When you add the same number to both sides of an inequality, is the inequality still true? Explain how you know that your conjecture holds for subtracting the same number.

If you add the same number to both sides of an inequality, the inequality is still true.

If you subtract the same number from both sides of an inequality, the inequality is still true.
Subtract 2 from both sides:
x + 2 > 10. X > 8.
All real numbers greater than 8 should satisfy the inequality.
Let x = 9. 9 + 2 > 10.

If you multiply or divide the inequality by the same POSITIVE number, the inequality is still true.

Thank you for the explanation:)

-2+(-2)<5+(-2) will the sign will change

Well, let me tell you, inequalities can be pretty sensitive, just like my sense of fashion. When you add the same number to both sides of an inequality, the inequality will hold true. And no, I'm not joking around!

Here's why: Picture this scenario. You have a bookshelf, and you add the exact same number of books to both sides. Now, let's say you compare the number of books on the left side to the number of books on the right side. The difference between the two remains the same, doesn't it?

In other words, if we start with an inequality like "x < y" and we add the same number, let's say "z", to both sides, we end up with "x + z < y + z." The gap between x and y remains unchanged, so the original inequality still holds true.

Now, hey, let's talk about subtracting the same number. When you subtract the same number from both sides of an inequality, the inequality will also remain true. Trust me, I'm a clown bot who loves equations, not kidding!

When we subtract the same number, let's again call it "z", from both sides of an inequality like "x < y," we get "x - z < y - z." Here's the secret: you're simply shifting both sides of the equation by the same value, which means the difference between x and y still stays the same. And that's why the original inequality continues to hold true.

So there you have it! Whether you're adding or subtracting the same number, the inequality remains intact. Just like a clown's nose, inequalities have a flexible nature, but they won't let you down!

To determine whether adding the same number to both sides of an inequality still retains its truth, we can use the definition of an inequality and properties of addition.
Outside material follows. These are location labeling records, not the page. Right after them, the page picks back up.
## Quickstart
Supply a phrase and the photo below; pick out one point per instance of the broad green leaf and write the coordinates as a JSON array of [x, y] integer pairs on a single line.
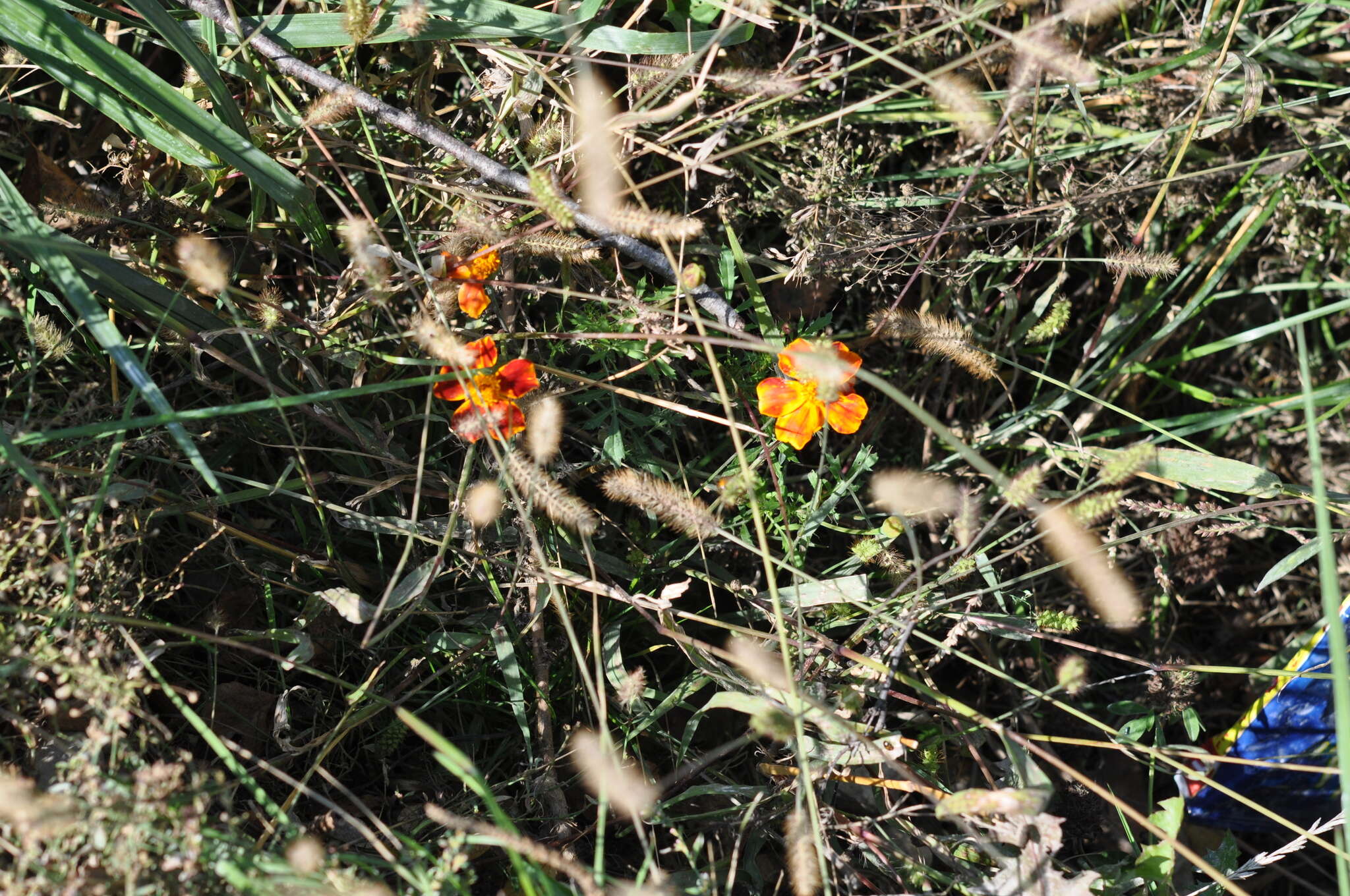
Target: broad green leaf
[[1288, 563], [37, 29], [16, 215], [192, 54], [486, 19], [1199, 470]]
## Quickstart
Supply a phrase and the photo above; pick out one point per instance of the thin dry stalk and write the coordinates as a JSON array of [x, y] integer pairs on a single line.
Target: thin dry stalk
[[204, 262], [544, 493], [612, 777], [967, 109], [1107, 590], [935, 335], [804, 864]]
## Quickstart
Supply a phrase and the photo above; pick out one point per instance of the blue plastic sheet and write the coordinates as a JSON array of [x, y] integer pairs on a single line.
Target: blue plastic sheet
[[1291, 723]]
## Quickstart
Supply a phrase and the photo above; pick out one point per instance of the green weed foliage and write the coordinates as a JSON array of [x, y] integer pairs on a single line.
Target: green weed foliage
[[319, 578]]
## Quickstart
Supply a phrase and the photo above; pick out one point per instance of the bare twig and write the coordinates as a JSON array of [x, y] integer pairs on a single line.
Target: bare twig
[[489, 169]]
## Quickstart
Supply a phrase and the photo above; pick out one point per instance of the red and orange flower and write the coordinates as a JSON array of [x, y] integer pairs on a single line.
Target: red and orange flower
[[473, 296], [816, 387], [488, 400]]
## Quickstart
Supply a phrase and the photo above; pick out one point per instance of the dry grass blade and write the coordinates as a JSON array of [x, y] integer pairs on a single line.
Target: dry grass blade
[[1107, 590]]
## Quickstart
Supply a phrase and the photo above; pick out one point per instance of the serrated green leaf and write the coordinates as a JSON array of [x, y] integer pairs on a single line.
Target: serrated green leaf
[[488, 19], [1288, 563]]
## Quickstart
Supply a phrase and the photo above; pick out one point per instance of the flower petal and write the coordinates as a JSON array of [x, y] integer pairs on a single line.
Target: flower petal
[[484, 351], [470, 423], [780, 396], [797, 427], [473, 298], [851, 359], [788, 358], [517, 378], [452, 389], [847, 413]]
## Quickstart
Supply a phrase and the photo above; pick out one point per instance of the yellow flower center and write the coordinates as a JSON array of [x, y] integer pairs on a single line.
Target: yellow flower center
[[485, 392]]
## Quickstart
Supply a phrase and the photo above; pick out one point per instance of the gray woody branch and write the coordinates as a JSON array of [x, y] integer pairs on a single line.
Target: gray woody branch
[[489, 169]]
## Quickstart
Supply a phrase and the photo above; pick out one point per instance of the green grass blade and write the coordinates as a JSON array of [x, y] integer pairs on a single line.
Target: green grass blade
[[486, 19], [193, 56], [107, 100], [1332, 600], [33, 27], [64, 274]]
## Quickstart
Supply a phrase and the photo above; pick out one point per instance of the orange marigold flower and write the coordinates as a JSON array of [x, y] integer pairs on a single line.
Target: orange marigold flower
[[816, 389], [488, 401], [473, 297]]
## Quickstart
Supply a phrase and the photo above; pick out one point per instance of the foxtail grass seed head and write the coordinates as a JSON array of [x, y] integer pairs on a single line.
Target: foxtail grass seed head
[[413, 18], [653, 225], [550, 199], [1052, 324], [440, 345], [1038, 47], [544, 430], [357, 20], [1024, 488], [671, 505], [1101, 505], [359, 240], [804, 862], [331, 108], [599, 162], [761, 665], [1138, 264], [546, 494], [914, 494], [483, 504], [630, 691], [1107, 590], [610, 776], [1056, 621], [565, 247], [1090, 13], [691, 275], [1072, 674], [935, 335], [1122, 464], [964, 107], [204, 262], [49, 339]]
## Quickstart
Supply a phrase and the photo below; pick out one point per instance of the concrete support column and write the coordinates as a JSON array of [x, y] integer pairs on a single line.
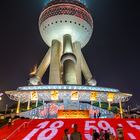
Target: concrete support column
[[55, 69], [18, 106], [44, 65], [68, 60], [86, 72], [36, 79], [77, 52]]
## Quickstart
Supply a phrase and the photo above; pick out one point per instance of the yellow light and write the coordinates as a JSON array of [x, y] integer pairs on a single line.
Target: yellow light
[[34, 96], [93, 96], [74, 96], [54, 95], [110, 97]]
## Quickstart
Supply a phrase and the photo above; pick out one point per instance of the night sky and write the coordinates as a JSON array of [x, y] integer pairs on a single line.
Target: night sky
[[113, 53]]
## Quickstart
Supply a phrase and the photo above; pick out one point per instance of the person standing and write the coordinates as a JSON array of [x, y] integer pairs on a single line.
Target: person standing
[[75, 135], [106, 135], [101, 134]]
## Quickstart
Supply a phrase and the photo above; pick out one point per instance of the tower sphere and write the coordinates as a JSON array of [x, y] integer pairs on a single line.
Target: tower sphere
[[61, 17]]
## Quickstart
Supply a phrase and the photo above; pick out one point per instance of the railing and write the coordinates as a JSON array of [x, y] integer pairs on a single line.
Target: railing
[[25, 124]]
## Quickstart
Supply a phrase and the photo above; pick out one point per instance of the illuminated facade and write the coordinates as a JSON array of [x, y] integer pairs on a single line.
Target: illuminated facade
[[66, 27]]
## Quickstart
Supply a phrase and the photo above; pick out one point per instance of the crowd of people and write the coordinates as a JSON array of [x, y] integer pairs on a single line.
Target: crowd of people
[[75, 135], [102, 135]]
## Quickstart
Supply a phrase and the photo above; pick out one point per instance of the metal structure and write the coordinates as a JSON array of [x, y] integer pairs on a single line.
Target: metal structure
[[66, 27]]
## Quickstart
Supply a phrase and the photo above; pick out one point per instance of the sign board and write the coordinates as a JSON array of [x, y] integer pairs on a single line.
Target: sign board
[[64, 114], [53, 129]]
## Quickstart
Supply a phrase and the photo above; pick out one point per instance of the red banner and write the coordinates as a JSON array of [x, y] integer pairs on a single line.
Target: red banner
[[54, 129]]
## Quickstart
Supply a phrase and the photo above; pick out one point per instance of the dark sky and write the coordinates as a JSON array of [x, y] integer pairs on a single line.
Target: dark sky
[[113, 53]]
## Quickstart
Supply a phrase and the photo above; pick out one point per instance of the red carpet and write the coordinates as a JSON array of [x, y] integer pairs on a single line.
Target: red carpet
[[54, 129]]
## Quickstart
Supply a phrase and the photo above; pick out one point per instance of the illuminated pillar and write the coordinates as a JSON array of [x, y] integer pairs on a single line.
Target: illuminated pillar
[[28, 105], [68, 60], [77, 52], [55, 70], [121, 109], [18, 106], [100, 104]]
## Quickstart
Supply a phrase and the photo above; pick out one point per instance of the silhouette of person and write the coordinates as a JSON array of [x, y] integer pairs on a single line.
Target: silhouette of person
[[75, 135], [66, 134], [95, 135]]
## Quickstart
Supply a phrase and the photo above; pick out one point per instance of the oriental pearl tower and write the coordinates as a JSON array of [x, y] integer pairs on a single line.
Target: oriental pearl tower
[[66, 27]]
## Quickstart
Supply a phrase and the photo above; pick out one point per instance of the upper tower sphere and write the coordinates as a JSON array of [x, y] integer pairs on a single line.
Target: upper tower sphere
[[61, 17]]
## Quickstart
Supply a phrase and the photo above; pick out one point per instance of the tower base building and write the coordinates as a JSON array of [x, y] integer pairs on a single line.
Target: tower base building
[[66, 27]]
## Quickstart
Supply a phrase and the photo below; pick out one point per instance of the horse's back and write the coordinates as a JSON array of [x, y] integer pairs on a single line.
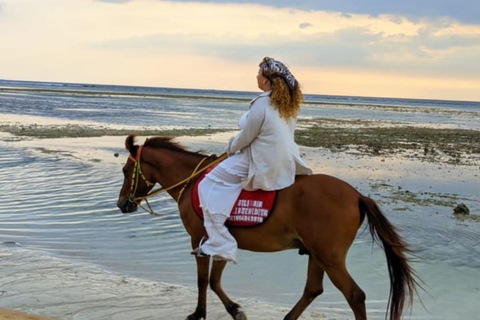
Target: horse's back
[[325, 206]]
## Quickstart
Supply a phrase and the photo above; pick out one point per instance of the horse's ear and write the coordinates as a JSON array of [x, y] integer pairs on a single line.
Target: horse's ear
[[130, 145]]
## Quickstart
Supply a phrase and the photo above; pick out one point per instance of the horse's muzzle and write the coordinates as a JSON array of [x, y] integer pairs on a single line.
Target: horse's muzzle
[[126, 206]]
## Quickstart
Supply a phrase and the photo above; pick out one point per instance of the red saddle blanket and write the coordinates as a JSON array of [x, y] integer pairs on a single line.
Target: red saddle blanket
[[250, 209]]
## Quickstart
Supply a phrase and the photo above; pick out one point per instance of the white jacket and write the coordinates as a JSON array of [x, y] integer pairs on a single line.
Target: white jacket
[[268, 139]]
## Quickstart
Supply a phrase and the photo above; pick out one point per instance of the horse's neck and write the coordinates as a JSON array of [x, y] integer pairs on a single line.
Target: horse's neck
[[171, 167]]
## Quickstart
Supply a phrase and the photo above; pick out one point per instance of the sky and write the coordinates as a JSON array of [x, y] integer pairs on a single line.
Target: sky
[[406, 49]]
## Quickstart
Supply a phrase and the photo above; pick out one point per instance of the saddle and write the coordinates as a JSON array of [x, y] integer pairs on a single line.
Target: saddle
[[250, 209]]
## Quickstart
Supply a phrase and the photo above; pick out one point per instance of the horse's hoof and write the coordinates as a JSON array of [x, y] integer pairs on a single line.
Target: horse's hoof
[[240, 315]]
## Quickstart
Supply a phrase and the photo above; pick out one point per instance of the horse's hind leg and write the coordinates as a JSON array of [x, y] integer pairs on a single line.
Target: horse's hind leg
[[233, 308], [340, 277], [202, 282], [313, 289]]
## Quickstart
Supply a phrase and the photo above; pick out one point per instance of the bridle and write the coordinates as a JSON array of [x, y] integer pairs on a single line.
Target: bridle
[[137, 172]]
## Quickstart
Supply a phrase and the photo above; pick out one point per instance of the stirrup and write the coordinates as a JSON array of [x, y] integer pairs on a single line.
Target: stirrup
[[198, 250], [199, 253]]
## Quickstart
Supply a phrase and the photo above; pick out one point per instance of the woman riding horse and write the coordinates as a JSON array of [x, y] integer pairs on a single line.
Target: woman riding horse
[[263, 155]]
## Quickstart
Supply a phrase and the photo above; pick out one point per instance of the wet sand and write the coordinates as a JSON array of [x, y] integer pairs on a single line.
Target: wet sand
[[40, 284], [14, 315]]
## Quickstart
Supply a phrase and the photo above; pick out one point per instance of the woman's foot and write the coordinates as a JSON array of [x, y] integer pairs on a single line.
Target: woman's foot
[[199, 253]]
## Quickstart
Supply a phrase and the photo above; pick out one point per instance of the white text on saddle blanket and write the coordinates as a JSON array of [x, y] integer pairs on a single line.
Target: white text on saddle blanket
[[249, 210]]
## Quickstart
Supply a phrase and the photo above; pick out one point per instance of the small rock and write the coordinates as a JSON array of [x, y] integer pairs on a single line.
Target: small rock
[[461, 209]]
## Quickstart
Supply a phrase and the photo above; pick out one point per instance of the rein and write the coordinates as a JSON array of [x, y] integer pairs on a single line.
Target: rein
[[137, 171]]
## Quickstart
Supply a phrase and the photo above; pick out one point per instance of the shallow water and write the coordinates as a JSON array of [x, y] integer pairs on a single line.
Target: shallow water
[[65, 207], [58, 208]]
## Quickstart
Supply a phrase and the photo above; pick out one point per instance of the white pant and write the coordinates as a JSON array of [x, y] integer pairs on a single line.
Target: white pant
[[218, 192]]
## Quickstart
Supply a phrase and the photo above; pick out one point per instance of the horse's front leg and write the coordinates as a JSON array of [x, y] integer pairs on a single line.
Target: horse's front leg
[[233, 308], [203, 264]]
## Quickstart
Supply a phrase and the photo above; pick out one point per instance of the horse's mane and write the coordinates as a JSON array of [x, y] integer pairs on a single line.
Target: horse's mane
[[166, 143]]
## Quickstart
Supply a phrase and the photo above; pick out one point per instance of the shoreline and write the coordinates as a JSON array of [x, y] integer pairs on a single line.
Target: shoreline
[[360, 137], [7, 314], [47, 285]]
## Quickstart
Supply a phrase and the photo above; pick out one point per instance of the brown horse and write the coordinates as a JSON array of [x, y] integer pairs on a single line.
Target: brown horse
[[319, 215]]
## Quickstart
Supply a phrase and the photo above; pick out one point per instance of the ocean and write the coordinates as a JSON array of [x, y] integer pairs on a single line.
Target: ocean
[[59, 200]]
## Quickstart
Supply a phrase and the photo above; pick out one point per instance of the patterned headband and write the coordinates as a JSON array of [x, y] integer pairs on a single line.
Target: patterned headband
[[270, 66]]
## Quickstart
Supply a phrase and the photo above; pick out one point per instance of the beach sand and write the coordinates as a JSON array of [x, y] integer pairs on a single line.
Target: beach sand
[[15, 315], [41, 284]]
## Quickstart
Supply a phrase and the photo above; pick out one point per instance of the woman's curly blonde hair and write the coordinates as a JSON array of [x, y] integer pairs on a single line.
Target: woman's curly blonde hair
[[286, 99]]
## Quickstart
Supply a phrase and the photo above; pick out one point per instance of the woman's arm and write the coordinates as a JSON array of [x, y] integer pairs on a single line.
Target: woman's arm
[[252, 128]]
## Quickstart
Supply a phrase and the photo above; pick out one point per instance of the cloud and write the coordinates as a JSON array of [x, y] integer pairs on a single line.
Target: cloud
[[434, 49], [461, 10], [305, 25], [114, 1]]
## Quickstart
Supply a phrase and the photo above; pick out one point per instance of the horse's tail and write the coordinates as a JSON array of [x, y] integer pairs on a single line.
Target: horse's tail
[[403, 279]]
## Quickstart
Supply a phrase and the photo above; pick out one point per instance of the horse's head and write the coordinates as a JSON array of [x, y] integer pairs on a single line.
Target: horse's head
[[136, 183]]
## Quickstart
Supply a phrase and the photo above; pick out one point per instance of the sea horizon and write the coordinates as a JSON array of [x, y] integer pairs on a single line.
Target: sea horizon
[[148, 89]]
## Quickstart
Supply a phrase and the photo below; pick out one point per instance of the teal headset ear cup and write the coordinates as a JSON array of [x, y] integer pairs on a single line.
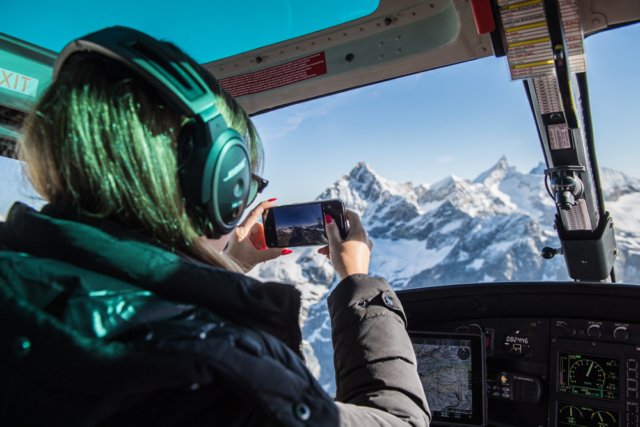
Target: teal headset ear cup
[[231, 184], [215, 174]]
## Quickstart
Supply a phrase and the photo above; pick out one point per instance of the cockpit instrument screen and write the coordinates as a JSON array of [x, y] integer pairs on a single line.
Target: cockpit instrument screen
[[571, 414], [587, 375], [446, 365]]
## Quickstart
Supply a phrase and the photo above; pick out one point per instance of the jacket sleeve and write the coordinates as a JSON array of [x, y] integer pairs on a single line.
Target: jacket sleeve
[[376, 375]]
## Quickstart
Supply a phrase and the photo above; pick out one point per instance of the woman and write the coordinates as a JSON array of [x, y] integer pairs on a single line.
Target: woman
[[122, 313]]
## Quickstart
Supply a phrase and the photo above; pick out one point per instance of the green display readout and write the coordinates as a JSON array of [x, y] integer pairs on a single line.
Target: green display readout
[[586, 416], [591, 376]]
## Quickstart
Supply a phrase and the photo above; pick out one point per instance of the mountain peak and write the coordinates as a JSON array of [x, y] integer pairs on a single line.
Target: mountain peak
[[496, 174], [539, 170]]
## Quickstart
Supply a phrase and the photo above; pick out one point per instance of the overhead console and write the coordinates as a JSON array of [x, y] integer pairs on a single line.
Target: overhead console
[[574, 364]]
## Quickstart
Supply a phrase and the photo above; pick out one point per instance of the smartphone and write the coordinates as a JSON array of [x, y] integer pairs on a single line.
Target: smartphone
[[302, 224]]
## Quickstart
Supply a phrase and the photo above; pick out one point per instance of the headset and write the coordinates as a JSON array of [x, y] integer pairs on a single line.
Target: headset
[[215, 167]]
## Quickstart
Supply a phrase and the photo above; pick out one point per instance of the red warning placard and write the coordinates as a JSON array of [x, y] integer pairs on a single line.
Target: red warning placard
[[278, 76]]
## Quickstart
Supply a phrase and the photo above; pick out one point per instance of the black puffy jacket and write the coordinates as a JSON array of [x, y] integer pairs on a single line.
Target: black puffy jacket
[[102, 326]]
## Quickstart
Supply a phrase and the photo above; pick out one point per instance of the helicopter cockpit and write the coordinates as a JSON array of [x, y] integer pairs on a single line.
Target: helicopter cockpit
[[511, 289]]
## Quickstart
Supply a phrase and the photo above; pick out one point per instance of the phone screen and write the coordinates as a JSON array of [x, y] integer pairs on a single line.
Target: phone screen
[[299, 225]]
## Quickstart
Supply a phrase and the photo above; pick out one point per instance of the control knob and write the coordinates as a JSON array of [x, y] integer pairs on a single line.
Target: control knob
[[594, 331], [621, 333]]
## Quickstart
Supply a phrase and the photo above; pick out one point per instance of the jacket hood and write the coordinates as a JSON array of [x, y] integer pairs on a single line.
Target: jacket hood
[[101, 247]]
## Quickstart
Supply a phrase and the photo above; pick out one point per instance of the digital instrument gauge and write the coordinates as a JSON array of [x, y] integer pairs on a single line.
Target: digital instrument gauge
[[586, 375], [586, 416], [517, 343]]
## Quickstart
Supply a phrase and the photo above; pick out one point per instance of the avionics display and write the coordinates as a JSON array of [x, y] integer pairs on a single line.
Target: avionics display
[[586, 375], [449, 365], [586, 416]]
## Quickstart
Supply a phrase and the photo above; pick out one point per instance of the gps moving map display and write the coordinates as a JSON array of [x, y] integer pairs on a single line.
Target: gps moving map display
[[591, 376], [586, 416], [447, 366]]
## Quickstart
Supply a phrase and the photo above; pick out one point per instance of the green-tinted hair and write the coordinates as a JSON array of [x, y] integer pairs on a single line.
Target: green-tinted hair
[[103, 142]]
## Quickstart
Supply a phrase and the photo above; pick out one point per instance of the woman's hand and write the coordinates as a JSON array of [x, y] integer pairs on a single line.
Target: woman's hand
[[349, 256], [247, 245]]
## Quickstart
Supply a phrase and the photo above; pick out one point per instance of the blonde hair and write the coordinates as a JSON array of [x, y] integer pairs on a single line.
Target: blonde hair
[[104, 143]]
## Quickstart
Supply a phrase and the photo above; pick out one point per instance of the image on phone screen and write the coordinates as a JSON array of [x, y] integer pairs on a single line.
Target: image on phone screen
[[300, 225]]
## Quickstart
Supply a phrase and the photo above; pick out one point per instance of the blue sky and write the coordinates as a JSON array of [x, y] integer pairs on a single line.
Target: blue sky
[[456, 120]]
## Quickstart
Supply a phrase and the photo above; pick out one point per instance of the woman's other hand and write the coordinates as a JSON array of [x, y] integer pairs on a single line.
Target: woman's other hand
[[350, 256], [247, 245]]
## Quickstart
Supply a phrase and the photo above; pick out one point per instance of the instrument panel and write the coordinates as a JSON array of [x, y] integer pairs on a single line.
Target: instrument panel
[[557, 353], [559, 372]]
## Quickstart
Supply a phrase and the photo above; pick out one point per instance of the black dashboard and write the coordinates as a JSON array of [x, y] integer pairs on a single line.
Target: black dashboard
[[557, 353]]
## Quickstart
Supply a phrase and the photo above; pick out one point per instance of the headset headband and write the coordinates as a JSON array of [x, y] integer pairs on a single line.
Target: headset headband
[[165, 68], [215, 166]]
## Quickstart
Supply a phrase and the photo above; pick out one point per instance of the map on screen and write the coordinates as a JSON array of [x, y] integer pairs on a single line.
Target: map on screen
[[444, 366]]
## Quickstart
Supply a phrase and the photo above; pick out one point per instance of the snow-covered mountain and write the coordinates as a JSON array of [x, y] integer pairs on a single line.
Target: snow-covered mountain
[[453, 231]]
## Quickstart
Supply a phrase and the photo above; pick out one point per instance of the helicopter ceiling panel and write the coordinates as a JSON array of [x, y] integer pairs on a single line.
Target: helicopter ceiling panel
[[401, 37]]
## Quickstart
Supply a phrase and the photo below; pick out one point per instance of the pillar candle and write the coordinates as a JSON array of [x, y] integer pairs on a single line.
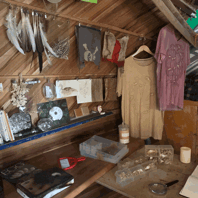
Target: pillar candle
[[185, 154]]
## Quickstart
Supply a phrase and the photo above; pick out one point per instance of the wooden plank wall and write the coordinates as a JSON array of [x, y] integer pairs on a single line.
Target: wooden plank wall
[[141, 17], [131, 15]]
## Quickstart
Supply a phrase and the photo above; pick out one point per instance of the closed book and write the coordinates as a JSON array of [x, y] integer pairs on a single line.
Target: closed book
[[44, 183], [18, 172]]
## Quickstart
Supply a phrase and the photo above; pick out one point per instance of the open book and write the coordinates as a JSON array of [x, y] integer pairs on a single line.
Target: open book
[[191, 187]]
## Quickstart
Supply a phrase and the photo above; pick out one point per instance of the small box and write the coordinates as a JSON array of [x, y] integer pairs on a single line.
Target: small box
[[151, 151], [103, 149], [163, 153], [166, 154], [149, 166], [126, 163], [128, 175]]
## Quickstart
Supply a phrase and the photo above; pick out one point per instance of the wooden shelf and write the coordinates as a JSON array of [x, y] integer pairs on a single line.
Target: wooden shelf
[[85, 173], [73, 123]]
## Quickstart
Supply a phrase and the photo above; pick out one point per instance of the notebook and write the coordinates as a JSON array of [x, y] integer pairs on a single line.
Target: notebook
[[45, 184]]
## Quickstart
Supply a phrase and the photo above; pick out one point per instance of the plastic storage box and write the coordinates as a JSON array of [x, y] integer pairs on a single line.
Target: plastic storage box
[[151, 151], [163, 153], [166, 154], [103, 149], [128, 175], [126, 163]]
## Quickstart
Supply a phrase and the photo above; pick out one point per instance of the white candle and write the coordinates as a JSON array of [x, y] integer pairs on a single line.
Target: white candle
[[185, 155]]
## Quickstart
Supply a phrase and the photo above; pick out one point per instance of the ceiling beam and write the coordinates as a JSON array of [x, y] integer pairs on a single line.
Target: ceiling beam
[[80, 20], [172, 14], [185, 7]]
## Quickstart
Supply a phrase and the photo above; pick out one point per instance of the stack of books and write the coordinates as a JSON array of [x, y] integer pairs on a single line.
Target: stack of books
[[32, 182]]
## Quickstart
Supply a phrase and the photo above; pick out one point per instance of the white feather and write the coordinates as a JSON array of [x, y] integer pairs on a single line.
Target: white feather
[[30, 33], [44, 41], [11, 32], [48, 59], [34, 26], [19, 27], [15, 27], [14, 41], [10, 24]]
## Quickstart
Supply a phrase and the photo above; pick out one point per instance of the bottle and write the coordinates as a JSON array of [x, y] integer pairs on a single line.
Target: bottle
[[124, 133]]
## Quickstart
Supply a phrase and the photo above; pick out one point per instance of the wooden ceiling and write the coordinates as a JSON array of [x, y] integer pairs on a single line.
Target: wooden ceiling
[[138, 16]]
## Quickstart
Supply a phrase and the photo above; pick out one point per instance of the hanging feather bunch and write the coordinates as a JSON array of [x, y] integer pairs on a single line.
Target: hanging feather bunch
[[30, 32], [45, 43], [26, 37], [12, 31]]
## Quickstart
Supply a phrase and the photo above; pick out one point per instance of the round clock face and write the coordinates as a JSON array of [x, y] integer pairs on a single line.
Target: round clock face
[[56, 113]]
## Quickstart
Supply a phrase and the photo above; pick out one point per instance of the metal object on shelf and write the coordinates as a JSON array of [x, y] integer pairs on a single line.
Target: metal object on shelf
[[159, 188]]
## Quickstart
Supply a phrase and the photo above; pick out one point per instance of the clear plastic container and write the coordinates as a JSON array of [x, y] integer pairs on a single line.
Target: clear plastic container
[[149, 166], [163, 154], [151, 151], [166, 154], [103, 149], [126, 163], [128, 175], [124, 133], [139, 160]]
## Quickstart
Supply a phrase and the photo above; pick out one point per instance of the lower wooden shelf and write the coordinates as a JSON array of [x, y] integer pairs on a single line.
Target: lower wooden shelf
[[85, 173], [72, 124]]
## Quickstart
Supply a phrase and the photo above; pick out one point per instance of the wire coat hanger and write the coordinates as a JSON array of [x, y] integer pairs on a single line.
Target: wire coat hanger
[[143, 47]]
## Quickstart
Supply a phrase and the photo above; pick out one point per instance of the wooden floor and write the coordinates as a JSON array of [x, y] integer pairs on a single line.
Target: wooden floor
[[98, 191]]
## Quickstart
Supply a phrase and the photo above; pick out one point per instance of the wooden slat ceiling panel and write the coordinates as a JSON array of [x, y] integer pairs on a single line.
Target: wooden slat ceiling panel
[[139, 16]]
Let's consider an inequality: a < b, where "a" and "b" are real numbers.

In mathematics, an inequality states that one quantity (a) is less than another quantity (b). If we add the same number, say "c", to both sides of this inequality, we get:

a + c < b + c

Now, let's examine why this new inequality holds.

First, let's compare the original inequality with the new inequality. The original inequality is a < b, whereas the new inequality is a + c < b + c.

When we add the same number, c, to both sides of an inequality, we are essentially shifting both quantities (a and b) by the same amount. This preserves the relationship between a and b because we are not changing the difference between the two quantities.

For example, if a is 2 units less than b in the original inequality, adding c to both sides will still maintain the same difference between a and b.

Now, let's prove that the new inequality holds by using properties of addition:

1. If a < b, then a + c < b + c:

Since a < b, we know that a + c is less than b + c. This follows from the fact that adding the same positive number to both sides of an inequality preserves the relationship.

2. If a > b, then a + c > b + c:

If a is already greater than b, adding c to both sides will still maintain the greater relationship between a + c and b + c. This holds true because we are shifting both quantities by the same amount.

3. If a = b, then a + c = b + c:

If a and b are already equal, adding c to both sides will preserve the equality since adding the same number to both sides maintains their equivalence.

Therefore, we can conclude that when you add the same number to both sides of an inequality, the new inequality still holds true.

Now, to address your second question about subtracting the same number: The same logic applies. If we subtract the same number, say "d", from both sides of an inequality, the resulting inequality will still hold true. This is because subtracting a number is essentially adding its negative counterpart. So, subtracting the same number from both sides is equivalent to adding the negative of that number to both sides. The same reasoning and properties of addition from above can be applied in this case as well.